POOR POSTURE? TRY YOGA

Brought to you by our friends at Nourish + Bloom

Poor posture is one of the biggest culprits for back pain and neck discomfort. Long days hunched over a computer or hours standing incorrectly can lead to a whole slew of physical ailments, from breathing issues to degenerative injuries like joint immobility, trouble sleeping, increased anxiety, migraines, and even vision problems.

Thankfully, poor posture is fixable. Yoga has been found to be an effective way to both properly align and increase support to postural muscles. All of which means less pain for you! The yoga poses below are intended to open the chest, release shoulder tension, stretch tight hips, and increase strength in the back and core muscles, which will help combat symptoms of poor posture. Each pose comes with its own sets of benefits and challenges, so remember to breathe and be kind to your body as you move through your own practice.

Pose #1: Mountain Pose (Tadasana)

Mountain pose is an active pose that enforces proper alignment. While it looks easy, performing it correctly requires complete engagement of all muscles and is often a challenge to hold and maintain. It’s also great for body awareness and sensing your proper body positioning.

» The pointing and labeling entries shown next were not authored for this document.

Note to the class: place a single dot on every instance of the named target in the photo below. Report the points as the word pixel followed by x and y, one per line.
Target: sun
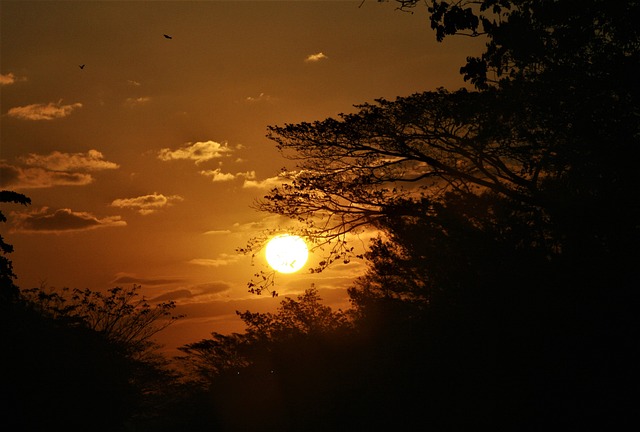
pixel 286 253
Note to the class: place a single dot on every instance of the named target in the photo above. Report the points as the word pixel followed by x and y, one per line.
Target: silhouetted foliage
pixel 8 290
pixel 506 267
pixel 83 360
pixel 283 369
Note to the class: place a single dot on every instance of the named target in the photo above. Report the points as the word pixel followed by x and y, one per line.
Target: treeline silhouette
pixel 500 294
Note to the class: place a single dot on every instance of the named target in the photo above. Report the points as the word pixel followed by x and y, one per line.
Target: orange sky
pixel 142 167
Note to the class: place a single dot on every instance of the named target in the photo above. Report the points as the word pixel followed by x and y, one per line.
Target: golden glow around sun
pixel 286 253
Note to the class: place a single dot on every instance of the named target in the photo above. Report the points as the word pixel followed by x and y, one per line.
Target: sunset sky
pixel 143 165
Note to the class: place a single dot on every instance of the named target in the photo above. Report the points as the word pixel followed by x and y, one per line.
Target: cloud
pixel 262 97
pixel 54 169
pixel 10 78
pixel 217 232
pixel 132 102
pixel 46 220
pixel 198 152
pixel 313 58
pixel 31 178
pixel 93 160
pixel 222 260
pixel 206 289
pixel 217 175
pixel 48 111
pixel 268 183
pixel 123 278
pixel 147 204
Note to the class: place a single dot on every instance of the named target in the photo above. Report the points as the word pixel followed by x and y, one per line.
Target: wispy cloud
pixel 10 78
pixel 125 278
pixel 217 232
pixel 49 111
pixel 191 291
pixel 17 177
pixel 313 58
pixel 133 102
pixel 217 175
pixel 267 183
pixel 64 220
pixel 198 152
pixel 147 204
pixel 93 160
pixel 222 260
pixel 262 97
pixel 54 169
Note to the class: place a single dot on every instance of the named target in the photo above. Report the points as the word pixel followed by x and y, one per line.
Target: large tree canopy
pixel 557 137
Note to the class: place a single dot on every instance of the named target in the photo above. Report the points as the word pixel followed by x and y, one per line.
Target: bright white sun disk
pixel 286 253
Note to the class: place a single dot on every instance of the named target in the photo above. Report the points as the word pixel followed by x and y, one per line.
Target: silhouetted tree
pixel 507 261
pixel 8 290
pixel 83 360
pixel 285 367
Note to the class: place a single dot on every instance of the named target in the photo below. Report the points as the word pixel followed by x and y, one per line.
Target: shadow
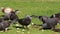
pixel 19 27
pixel 56 30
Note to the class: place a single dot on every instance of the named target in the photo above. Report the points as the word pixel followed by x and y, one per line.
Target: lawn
pixel 32 7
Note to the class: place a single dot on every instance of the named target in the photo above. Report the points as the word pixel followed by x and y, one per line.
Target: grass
pixel 32 7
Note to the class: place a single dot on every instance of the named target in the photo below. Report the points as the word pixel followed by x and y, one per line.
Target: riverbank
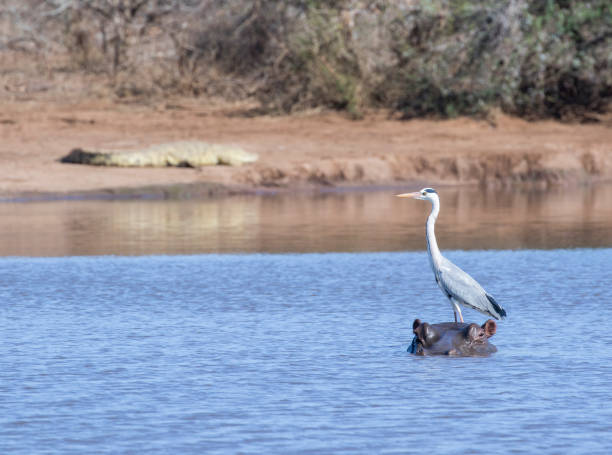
pixel 309 151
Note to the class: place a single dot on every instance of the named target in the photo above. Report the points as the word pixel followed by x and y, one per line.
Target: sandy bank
pixel 306 151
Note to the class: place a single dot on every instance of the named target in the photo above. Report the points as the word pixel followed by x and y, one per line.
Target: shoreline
pixel 317 152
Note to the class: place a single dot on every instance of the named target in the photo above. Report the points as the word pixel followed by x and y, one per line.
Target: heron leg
pixel 456 310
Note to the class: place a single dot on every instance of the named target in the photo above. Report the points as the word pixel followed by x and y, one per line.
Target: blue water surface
pixel 297 354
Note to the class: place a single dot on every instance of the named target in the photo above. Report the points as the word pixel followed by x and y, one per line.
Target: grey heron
pixel 458 286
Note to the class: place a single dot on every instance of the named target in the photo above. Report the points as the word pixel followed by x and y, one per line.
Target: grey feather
pixel 457 284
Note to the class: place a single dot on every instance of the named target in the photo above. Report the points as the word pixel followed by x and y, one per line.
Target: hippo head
pixel 449 338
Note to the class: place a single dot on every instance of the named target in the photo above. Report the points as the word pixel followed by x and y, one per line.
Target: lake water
pixel 470 218
pixel 300 353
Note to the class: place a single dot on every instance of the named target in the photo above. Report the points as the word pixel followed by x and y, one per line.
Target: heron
pixel 457 285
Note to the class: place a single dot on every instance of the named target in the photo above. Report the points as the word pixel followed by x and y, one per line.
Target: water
pixel 299 354
pixel 302 353
pixel 470 218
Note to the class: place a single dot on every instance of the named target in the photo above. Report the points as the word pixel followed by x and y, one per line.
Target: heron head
pixel 426 194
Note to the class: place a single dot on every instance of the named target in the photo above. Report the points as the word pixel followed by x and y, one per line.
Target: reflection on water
pixel 470 218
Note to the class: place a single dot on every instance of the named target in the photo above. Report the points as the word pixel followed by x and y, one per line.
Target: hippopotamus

The goal of the pose is to find an active and neutral balance. Stand with feet shoulder- or hip-distance apart and ensure the four corners of the feet are actively engaged on the ground and parallel to each other. Activate your legs and lengthen your tailbone to provide a stretch from the tip of the tailbone to the top of the head. Engage your core and relax and open your shoulders.  Your arms should be active, but hang down so your hands are even with your hips. Allow your palms to face forward or, if the shoulders are especially tight, face your body. Keep your head straight and inline with your spine, right on top of your hips. Breathe fully, allowing the chest to fully expand and retract throughout the pose, activating the core a little more with each exhale. Begin with 15-second holds and climb up from there

Pose #2: Wide-Legged Forward Bend (Prasarita Padottanasana)

The wide-legged forward bend will help release shoulder and neck tension and allow a deep stretch of the posterior chain. If you’ve had previous lower back injuries, you may want to skip this one!

This stretch is best and safest when you’ve already warmed up a bit.  Begin in Mountain Pose and step the feet apart. Your feet should be several inches wider than your shoulders. Ground the feet and begin activating your muscles, starting from your feet and moving up. Once every muscle is completely engaged, inhale deeply and interlace your hands behind your back. Perform a very slight back bend, and then allow the upper body to bend forward. Maintain a tight core as you bend forward leading with the chest until you bend as far forward as you can. Keep the fingers interlaced as you bend forward and allow them to lift off the back as you see fit. Once you’ve bent forward as far as is comfortable, release neck tension and swing the upper body gently back and forth.  Breathe throughout the pose and maintain a comfortable, yet steady inhale and exhale. Engage the core and slowly reverse the pose the same way you bent forward. Once standing, unclasps the hands and gently shake free any tension from the arms and legs. Repeat 1-3 times, beginning with 30-second holds.

Pose #3: Baby Cobra  (Ardha Bhujangasana)

As a chest opener and hip stretch, you can’t get better than baby cobra

Begin on your belly with your hands under your shoulders, and your elbows tucked into your body. Extend your legs behind you and keep them about hip-distance apart. While keeping  your belly on the ground, engage the middle back and gently peel your chest off the ground. Keep your head between shoulders, and keep your shoulders relaxed and away from the neck.  Inhale deeply and return your chest to the ground. Repeat 2-4 times.

Pose #4: Bridge (Setu Bandha Sarvangasana)

Bridge pose is perfect for relaxing the shoulders, opening the chest, and releasing the hips. It can an also be an excellent glute and hamstring activator, which is important for anyone who sits for long hours.

Lie on your back with your arms by your sides, palms down. Your knees should be bent and your feet firmly planted on the ground.  Press through your heels and engage your glutes to lift your hips toward the sky. Do not allow your knees to drift out or in. Keep your shoulders and head on the ground, but lift your chin slightly to ensure proper breathing and alignment. If you need some modification, place a block under your lower back. Or, if you need to make it more difficult, roll the shoulders back and clasp your hands together under your hips after you raise them. Repeat 1-2 times, beginning with 30-second holds

Pose #5: Cat-Cow (flowing from Marjaiasana to Bitilasana)

Free movement and gentle stretching releases tension in the spine, hips, core, and neck.

Begin on your knees with your hands planted firmly on the ground under your shoulders. Your core should be engaged and your knees should be under your hips.  Inhale deeply into the sides of the ribs. During a slow exhale, drop the belly, allowing the head and tailbone to point up towards the sky. On the next inhale, articulate through the spine by curling the tailbone towards the ground and curling the spine until the head tucks towards the chest. Repeat these movements each inhale and exhale for 30 seconds – 1 minute.